Dibanyak acara seremonial busana adat dan tarian kerap menjadi tampilan utama pembuka. Iringan musik mengalun lembut di telinga, menghidupkan suasana dan disebut-sebut sebagai “pelestarian budaya”.
Semua tampak indah berjalan, menarik untuk sebuah tampilan. Namun, di balik sajian itu, muncul satu pertanyaan mendasar. Benarkah ini cerminan utuh dari pelestarian?
Kebudayaan bukanlah hanya tontonan. Ia adalah sistem nilai, cara berpikir, cara bertindak dan pola hidup yang membentuk kebiasaan, peradatan dan peradaban.
Jika kondisi itu terus berlaku, maka yang sedang dilakukan adalah penyempitan budaya.
Bahkan sering kita temukan kecenderungan menjadikan pakaian adat sebagai simbol utama pembelaan terhadap budaya. Maka sesungguhnya perlakukan itu adalah pendangkalan budaya bukan pelestarian.
Memakai busana daerah tanpa memahami makna di baliknya. Ibarat membawa bendera tanpa tahu apa yang sedang diperjuangkan.
Tidak ada yang memungkiri bahwa tarian dan busana merupakan bagian yang tak terpisahkan dari budaya, tapi bukan satu-satunya. Bahkan bisa jadi bagian paling dangkal, jika pemahaman yang mendalam tak membersamai dalam pelaksanaannya.
Perlu garis bawahi dengan tinta tebal, bahwa budaya bukan hanya yang tampak dari luar. Melainkan, bagaimana budaya menjadi metode berpikir dan bergerak masyarakat. Dalam berinteraksi, tata relasi sosial, dan sistem pengetahuan yang diwariskan dari generasi ke generasi.
Pembelaan Semu
Sekali lagi, ketika kita menjadikan busana sebagai simbol utama pembelaan terhadap budaya. Maka sesungguhnya, kita sedang menyederhanakan sesuatu yang kompleks menjadi sekadar aksesori.
Ketika tarian hanya menjadi pengisi acara pembukaan, bukan lagi bagian dari ritus sosial atau ekspresi kolektif, maka kebudayaan kita sedang mengalami pelepasan makna.
Di Langkat, misalnya, banyak jejak kultural yang pelan-pelan menghilang karena tak mendapat ruang dalam diskursus budaya hari ini. Kita lebih sibuk membungkus budaya dengan estetika panggung daripada menggali esensinya.
Kita lupa bahwa melestarikan budaya bukan lewat pentas semata. Budaya akan hidup dan lestari lewat praktik sehari-hari dan pemahaman setiap generasi.

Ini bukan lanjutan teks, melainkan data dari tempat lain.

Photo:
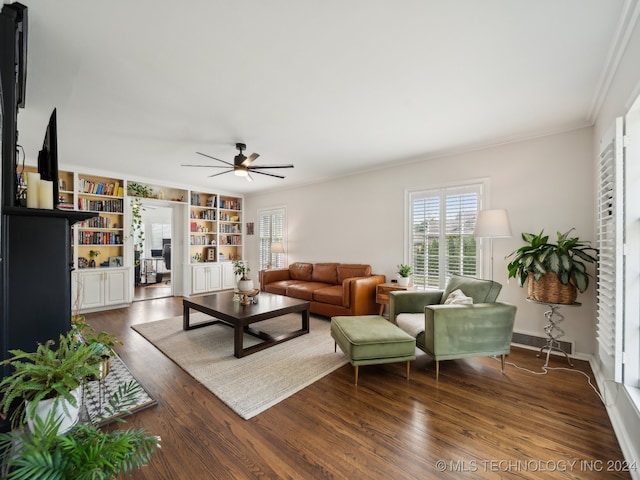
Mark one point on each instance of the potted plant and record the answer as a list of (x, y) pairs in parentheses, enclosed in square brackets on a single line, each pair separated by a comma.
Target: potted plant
[(92, 255), (102, 344), (404, 274), (136, 191), (245, 284), (83, 452), (555, 271), (49, 378)]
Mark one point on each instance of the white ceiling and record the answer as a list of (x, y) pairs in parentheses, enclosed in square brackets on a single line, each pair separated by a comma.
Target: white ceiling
[(332, 86)]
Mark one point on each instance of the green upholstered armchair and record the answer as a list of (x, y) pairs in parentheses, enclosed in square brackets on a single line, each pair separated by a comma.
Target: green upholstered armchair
[(450, 331)]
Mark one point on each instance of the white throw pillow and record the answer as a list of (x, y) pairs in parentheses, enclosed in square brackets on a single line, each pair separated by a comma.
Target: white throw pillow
[(457, 297)]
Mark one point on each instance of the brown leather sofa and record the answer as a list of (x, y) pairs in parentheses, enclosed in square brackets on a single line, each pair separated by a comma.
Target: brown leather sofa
[(332, 288)]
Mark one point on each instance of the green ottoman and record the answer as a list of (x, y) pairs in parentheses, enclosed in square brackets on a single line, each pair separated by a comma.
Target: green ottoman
[(372, 339)]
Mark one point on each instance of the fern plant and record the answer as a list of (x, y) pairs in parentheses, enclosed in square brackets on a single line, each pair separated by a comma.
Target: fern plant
[(85, 452), (49, 372)]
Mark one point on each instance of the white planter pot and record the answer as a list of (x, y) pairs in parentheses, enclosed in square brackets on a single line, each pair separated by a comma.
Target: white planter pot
[(245, 285), (69, 418)]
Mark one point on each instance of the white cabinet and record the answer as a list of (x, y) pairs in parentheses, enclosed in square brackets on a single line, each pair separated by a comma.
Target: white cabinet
[(99, 288), (205, 278), (228, 277)]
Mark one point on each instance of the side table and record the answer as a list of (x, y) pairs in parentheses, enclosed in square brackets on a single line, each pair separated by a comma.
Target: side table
[(553, 331), (382, 293)]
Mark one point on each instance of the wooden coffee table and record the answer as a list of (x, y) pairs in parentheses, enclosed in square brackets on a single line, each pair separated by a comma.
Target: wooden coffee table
[(225, 310)]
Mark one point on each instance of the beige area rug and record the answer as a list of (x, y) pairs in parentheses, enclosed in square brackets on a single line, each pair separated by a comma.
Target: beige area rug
[(251, 384)]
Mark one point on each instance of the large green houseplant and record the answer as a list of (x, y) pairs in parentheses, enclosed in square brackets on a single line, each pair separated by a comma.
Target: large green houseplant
[(53, 371), (541, 261), (84, 452), (44, 449)]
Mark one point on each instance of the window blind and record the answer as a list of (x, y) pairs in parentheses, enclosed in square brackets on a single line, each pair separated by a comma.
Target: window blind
[(271, 228), (441, 242), (610, 291)]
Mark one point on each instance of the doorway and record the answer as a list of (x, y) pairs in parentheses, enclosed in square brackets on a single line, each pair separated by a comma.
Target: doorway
[(153, 264)]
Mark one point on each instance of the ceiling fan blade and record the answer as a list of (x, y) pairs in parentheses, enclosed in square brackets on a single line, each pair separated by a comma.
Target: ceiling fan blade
[(270, 166), (204, 166), (264, 173), (249, 160), (214, 158), (221, 173)]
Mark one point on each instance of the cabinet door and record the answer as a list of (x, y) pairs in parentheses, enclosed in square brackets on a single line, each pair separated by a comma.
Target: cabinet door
[(213, 277), (91, 289), (116, 287), (228, 277), (198, 279)]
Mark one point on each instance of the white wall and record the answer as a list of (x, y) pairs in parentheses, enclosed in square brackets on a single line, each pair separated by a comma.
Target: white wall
[(544, 183)]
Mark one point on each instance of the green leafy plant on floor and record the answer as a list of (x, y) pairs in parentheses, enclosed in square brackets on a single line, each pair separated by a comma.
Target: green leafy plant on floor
[(85, 452), (49, 372)]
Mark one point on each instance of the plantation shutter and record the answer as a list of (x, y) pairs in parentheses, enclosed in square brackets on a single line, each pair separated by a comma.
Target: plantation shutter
[(441, 242), (610, 280), (271, 228)]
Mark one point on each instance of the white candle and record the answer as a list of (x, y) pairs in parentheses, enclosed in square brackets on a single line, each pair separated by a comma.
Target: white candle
[(46, 194), (33, 185)]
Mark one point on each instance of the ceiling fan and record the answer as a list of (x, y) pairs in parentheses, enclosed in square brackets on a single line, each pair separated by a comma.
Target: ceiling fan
[(242, 165)]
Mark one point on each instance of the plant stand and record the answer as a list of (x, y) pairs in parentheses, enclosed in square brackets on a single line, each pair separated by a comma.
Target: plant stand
[(553, 331)]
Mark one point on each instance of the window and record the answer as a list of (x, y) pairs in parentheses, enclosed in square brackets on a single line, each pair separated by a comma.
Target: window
[(440, 233), (272, 228), (618, 327)]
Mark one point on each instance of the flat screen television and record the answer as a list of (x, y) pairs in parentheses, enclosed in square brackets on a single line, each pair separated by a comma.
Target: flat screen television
[(48, 156)]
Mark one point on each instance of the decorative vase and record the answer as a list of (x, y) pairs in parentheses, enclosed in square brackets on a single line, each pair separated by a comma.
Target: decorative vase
[(103, 366), (245, 285), (63, 409)]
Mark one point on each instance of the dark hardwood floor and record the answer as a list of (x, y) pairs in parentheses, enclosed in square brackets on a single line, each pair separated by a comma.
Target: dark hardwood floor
[(472, 423)]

Lewat cara orang tua mendidik anak dan cara masyarakat menyelesaikan konflik serta bagaimana generasi muda mengenal sejarah kampungnya. Bukan hanya mengenakan tanjak di depan kamera.
Bahkan menjadi mengkhawatirkan jika budaya hanya dipromosikan hanya sebagai komoditas. Para pelaku budaya memolesnya agar laku dijual. Mereka menjadikan busana adat sebagai materi konten, bukan lagi sebagai lambang identitas.
Tari-tarian ditampilkan demi estetika, bukan makna. Ketika budaya direduksi menjadi citra, maka yang terjadi adalah eksploitasi, bukan pelestarian.
Langkat perlu arah baru dalam merawat budayanya. Bukan dengan menambah jumlah pentas dan lomba busana adat, tapi dengan memfungsikan kembali ruang-ruang budaya di luar panggung.
Pelestarian tak bisa dilakukan dari atas panggung. Ia harus dikerjakan dari bawah di tengah masyarakat.
Kalau tidak, kita akan terus menyaksikan budaya tampil indah, tapi kosong. Megah di panggung, tapi hilang di kehidupan nyata.